Summary: Big Data is Dead by Jordan Tigani
For over a decade, inability to gain value from data has been blamed on its size. But data size wasn’t the problem.
Original article: Big Data Is Dead by Jordan Tigani
Motivation: data size isn’t the problem - most data is stored but rarely queried and almost never queried all at once. While vendors push their ability to scale (“Big Data is coming! You need to buy what I’m selling!“), practitioners struggle to solve simpler real-world “small-data” problems.
Most people don’t have that much data
One of MotherDuck’s investors surveyed their portfolio companies about their data sizes, and they found out that:
100 GB was the right order of magnitude for a data warehouse size
the largest B2B companies had 1TB of data, and the largest B2C companies had 10 TB of data in their cloud data warehouse.
To understand why large data sizes are rare, it is helpful to think about where data comes from. The most critical data is usually small; new orders, customer records, or new leads. Large data sets often come from auxiliary data sources that are relevant only for a short time (high-velocity data such as logs, traces, metrics, text, …) and don’t need to be kept for very long.
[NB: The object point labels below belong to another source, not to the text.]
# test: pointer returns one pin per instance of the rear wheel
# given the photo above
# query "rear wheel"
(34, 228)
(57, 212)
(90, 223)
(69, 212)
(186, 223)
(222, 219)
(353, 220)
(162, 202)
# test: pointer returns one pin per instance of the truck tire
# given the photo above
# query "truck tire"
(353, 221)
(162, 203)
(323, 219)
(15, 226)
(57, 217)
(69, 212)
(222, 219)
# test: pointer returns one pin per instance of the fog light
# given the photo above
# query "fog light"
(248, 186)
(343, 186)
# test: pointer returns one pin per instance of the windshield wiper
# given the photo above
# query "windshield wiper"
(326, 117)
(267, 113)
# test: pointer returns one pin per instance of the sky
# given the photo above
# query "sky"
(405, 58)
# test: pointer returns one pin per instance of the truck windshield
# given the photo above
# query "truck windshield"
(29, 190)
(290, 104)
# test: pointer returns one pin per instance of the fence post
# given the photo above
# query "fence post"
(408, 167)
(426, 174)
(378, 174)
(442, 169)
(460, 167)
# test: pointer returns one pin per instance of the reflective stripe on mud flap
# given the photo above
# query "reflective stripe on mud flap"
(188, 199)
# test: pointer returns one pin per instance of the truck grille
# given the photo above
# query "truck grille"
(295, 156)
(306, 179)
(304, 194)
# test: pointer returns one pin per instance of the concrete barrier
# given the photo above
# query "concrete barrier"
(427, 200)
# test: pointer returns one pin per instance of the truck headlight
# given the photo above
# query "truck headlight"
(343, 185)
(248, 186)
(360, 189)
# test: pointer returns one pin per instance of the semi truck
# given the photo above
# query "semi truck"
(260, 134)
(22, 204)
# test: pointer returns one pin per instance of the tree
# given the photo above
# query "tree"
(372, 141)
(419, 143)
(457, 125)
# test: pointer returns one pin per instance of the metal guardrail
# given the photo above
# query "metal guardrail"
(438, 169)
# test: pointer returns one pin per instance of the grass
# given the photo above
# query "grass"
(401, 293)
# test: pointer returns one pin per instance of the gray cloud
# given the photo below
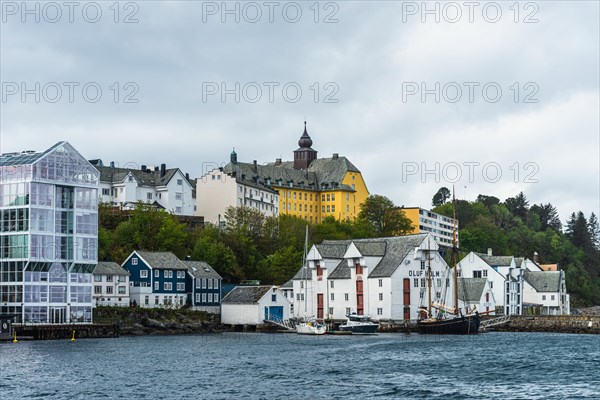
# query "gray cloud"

Even if you have lots of data, most of it is rarely queried — storage increases much faster than compute
Thanks to scalable and reasonably fast object storage such as S3 and GCS, you can store a lot of data and decide later how to query it (there are fewer constraints on a database design). While new data is generated all the time, most analysis is done only on the most recent data.
“This bias towards storage size over compute size has a real impact in system architecture. It means that if you use scalable object stores, you might be able to use far less compute than you had anticipated. You might not even need to use distributed processing at all.”
Scanning all data when running analytical queries is wasteful, and there are many techniques these days that allow you to further reduce how much data needs to be queried and processed (compute):
building aggregations containing important answers for reporting (no need to keep all granular data),
column projection to read only a subset of fields,
partition pruning to read only a narrow date range,
exploit locality in the data via clustering or automatic micro-partitioning,
doing less IO at query time by computing over compressed data, projection, and predicate pushdown.
Economic pressures incentivize people to reduce the amount of data to process. This holds true even if you’re not using a pay-per-byte-scanned pricing model (such as with BigQuery)—optimized queries can be processed with a smaller Snowflake instance.
Is Big Data Dead?
In 2004, when the MapReduce paper was published, scaling up was expensive. But today, you can spin up a relatively affordable cloud compute VM instance with incredible capacity within minutes. Also, cost scales up linearly with compute power.
So, why do people end up with big data even today? When you don’t know what’s worth keeping, you hoard everything in data swamps. This leads to increased storage costs, maintenance burden (”bit rot”), and potential legal implications for storing data you shouldn’t. Deciding what can be deleted requires hard work and prioritization.
“Big Data is real, but most people may not need to worry about it.“
Some questions that you can ask to figure out if you’re a “Big Data One-Percenter”:
Are you really generating a huge amount of data? If so:
do you need to process it at once?
is your data really too big to fit on one machine?
are you hoarding data instead of deciding how to model your data and what to keep? can something be stored in an aggregated way?
If not, use simpler tools that help you handle data at the size you actually have, not the size that people try to scare you into thinking that you might have someday.
Core message & CTA
Stop worrying about data size and focus on how to use it.